What was it about Chandler's book that appealed to me? Well, in one way it seemed that Marlowe was a romantic. There's poetry in him, and a great sense of humor. Though he's a bit jaded, he still knows right from wrong. When he has to, he puts his life on the line. He's an individualist, irreverent, an investigator who left the police due to insubordination. Plus, he's good at what he does. Very good.
Years ago Joseph Campbell recorded a series of conversations with Bill Moyers and George Lucas. Campbell, as you probably know, wrote extensively about myth, and how myths inform our writing today. (Check out Campbell's book, HERO WITH A THOUSAND FACES.) Lucas, who created the STAR WARS saga, was a devotee of Campbell's.
But myth structure is not only for science fiction. When we look at Raymond Chandler, we see how he uses the story of the knight-errant. (In fact, before he settled on the name of Marlowe, Chandler had called his private eye Mallory, the same name as the author who wrote MORTE D'ARTHUR.) And Chandler's private-eye-as-knight-errant goes forward to this day.
So, what's a knight-errant? They are warriors, highly skilled, who travel the countryside. They are knights who may or may not have a king to command them. They are men (and these days, women) who look for trouble. Who were some of the famous knight-errants?
Amadis de Gaula
The Ronin of Japan can fit into this category of hero, (the Japanese film by Kurosawa, YOJIMBO, based on the Hammett novel RED HARVEST) as well as the American cowboy (A FISTFUL OF DOLLARS, based on YOJIMBO – talk about coming full circle!).
Are there modern equivalents to the knight-errant?

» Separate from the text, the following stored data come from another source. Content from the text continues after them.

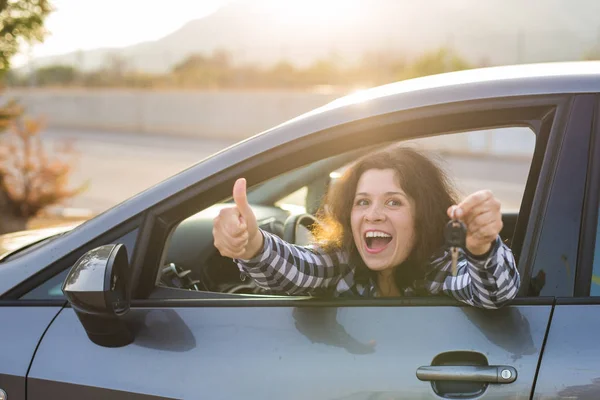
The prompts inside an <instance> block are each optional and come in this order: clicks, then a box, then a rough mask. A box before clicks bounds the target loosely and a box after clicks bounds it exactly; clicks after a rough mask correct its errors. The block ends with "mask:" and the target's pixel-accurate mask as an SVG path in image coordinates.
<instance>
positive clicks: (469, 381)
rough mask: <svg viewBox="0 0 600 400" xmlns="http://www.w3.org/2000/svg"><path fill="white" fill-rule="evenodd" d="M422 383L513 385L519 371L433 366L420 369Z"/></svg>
mask: <svg viewBox="0 0 600 400" xmlns="http://www.w3.org/2000/svg"><path fill="white" fill-rule="evenodd" d="M417 378H419V380H421V381H455V382H481V383H512V382H514V381H515V380H516V379H517V370H516V369H514V368H513V367H506V366H501V365H431V366H426V367H419V368H418V369H417Z"/></svg>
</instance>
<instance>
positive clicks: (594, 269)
mask: <svg viewBox="0 0 600 400" xmlns="http://www.w3.org/2000/svg"><path fill="white" fill-rule="evenodd" d="M597 224H598V225H597V227H596V232H597V233H596V245H595V248H594V266H593V269H592V282H591V285H590V296H600V234H599V233H600V218H598V223H597Z"/></svg>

At the Indiana Bouchercon I had a pleasant conversation with Lee Child, and we talked about myth and its importance in writing. Mr Child talked about the myth of the knight-errant, and its impact on his writing about Reacher, a warrior and a loner, who wanders the countryside, righting wrongs, and rescuing fair maidens. Sound familiar?
I see my private eye, Willis Gidney, as a knight errant. For me, the journey of the hero is a means of self-discovery. This is one of the changes in modern detective stories – that the mystery to be solved is not exclusively that of the detective's client, but also, in part, that of the detective him/herself. That, instead of the private eye as an immutable character, she/he changes over time, grows, and maybe even learns something.

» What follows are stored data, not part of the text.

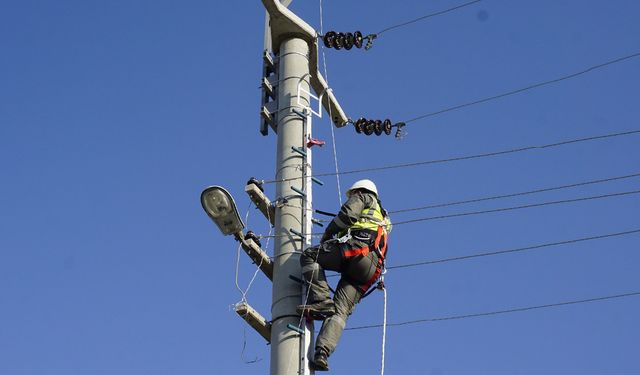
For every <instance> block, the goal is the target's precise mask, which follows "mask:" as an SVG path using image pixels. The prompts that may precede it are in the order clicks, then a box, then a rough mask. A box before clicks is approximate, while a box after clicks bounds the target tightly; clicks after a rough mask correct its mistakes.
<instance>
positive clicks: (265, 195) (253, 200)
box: [244, 184, 276, 225]
mask: <svg viewBox="0 0 640 375" xmlns="http://www.w3.org/2000/svg"><path fill="white" fill-rule="evenodd" d="M244 191H245V192H246V193H247V194H248V195H249V198H250V199H251V201H252V202H253V204H255V205H256V207H258V209H259V210H260V212H262V214H263V215H264V217H265V218H267V220H269V222H270V223H271V225H275V217H276V208H275V206H274V205H272V204H271V200H269V198H267V196H266V195H265V194H264V193H263V192H262V190H260V188H259V187H258V186H257V185H256V184H247V185H246V186H245V187H244Z"/></svg>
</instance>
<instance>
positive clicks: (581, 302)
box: [345, 292, 640, 331]
mask: <svg viewBox="0 0 640 375" xmlns="http://www.w3.org/2000/svg"><path fill="white" fill-rule="evenodd" d="M637 296H640V292H631V293H623V294H614V295H609V296H603V297H595V298H588V299H580V300H573V301H565V302H558V303H549V304H545V305H535V306H526V307H518V308H513V309H505V310H496V311H488V312H481V313H475V314H464V315H453V316H445V317H439V318H425V319H415V320H408V321H405V322H398V323H387V327H399V326H404V325H410V324H419V323H435V322H442V321H447V320H460V319H468V318H478V317H482V316H492V315H501V314H510V313H516V312H524V311H531V310H540V309H549V308H554V307H561V306H569V305H578V304H583V303H591V302H601V301H607V300H614V299H621V298H629V297H637ZM380 327H382V324H370V325H363V326H356V327H351V328H345V331H355V330H361V329H371V328H380Z"/></svg>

I think Tony Hillerman did a wonderful job when he wrote about Navajo Tribal Policemen Leaphorn and Chee – you can see them progress and change from book to book. There's a psychological variant on the detective story: in the film LETHAL WEAPON, the detective is suicidal, but over the course of the story learns to overcome (some of) his self-destructive tendencies. In THE SEVEN PER CENT SOLUTION, Holmes must rid himself of cocaine addiction, while solving a baffling case.

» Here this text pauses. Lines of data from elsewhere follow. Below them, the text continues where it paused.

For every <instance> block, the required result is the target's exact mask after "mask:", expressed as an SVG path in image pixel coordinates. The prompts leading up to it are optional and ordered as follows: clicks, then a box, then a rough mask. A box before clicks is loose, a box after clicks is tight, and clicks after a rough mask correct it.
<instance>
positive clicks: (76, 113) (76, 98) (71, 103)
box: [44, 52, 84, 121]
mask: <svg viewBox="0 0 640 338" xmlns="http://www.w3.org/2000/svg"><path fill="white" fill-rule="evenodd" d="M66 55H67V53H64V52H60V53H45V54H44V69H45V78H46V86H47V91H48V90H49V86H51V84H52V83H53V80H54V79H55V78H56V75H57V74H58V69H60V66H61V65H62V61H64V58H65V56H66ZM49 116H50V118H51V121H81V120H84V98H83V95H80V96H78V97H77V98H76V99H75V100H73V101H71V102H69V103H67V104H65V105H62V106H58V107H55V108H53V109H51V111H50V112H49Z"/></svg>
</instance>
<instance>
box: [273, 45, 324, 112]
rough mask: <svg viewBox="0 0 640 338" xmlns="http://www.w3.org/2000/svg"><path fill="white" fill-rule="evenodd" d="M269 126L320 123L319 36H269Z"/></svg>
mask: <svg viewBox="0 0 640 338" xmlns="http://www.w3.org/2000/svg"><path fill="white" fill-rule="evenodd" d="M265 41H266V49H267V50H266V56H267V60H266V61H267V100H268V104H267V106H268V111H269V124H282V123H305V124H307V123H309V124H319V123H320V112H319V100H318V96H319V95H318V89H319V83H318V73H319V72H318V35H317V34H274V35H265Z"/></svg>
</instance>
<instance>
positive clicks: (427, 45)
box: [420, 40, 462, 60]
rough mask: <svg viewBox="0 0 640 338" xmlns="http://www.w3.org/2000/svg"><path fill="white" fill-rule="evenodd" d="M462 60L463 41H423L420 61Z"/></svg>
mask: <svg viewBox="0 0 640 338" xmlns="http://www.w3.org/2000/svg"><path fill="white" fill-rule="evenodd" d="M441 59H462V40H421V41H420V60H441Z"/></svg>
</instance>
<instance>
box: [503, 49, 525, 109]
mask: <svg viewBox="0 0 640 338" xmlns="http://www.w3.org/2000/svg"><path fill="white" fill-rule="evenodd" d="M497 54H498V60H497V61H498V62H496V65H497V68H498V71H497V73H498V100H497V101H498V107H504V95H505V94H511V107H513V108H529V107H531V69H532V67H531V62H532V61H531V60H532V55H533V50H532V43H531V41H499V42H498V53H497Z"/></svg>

When I write about the private eye in STEAL THE SHOW, I'm writing about a guy who had been abandoned as a child. His first six years of life are a blank. And this affects his actions, the cases he takes, the reasons for doing what he does. You and I might not go down the paths Gidney travels but, as the writer, it's my job to help you understand why Gidney chooses certain paths over others.
How about your hero? Can you relate him or her to this classic myth?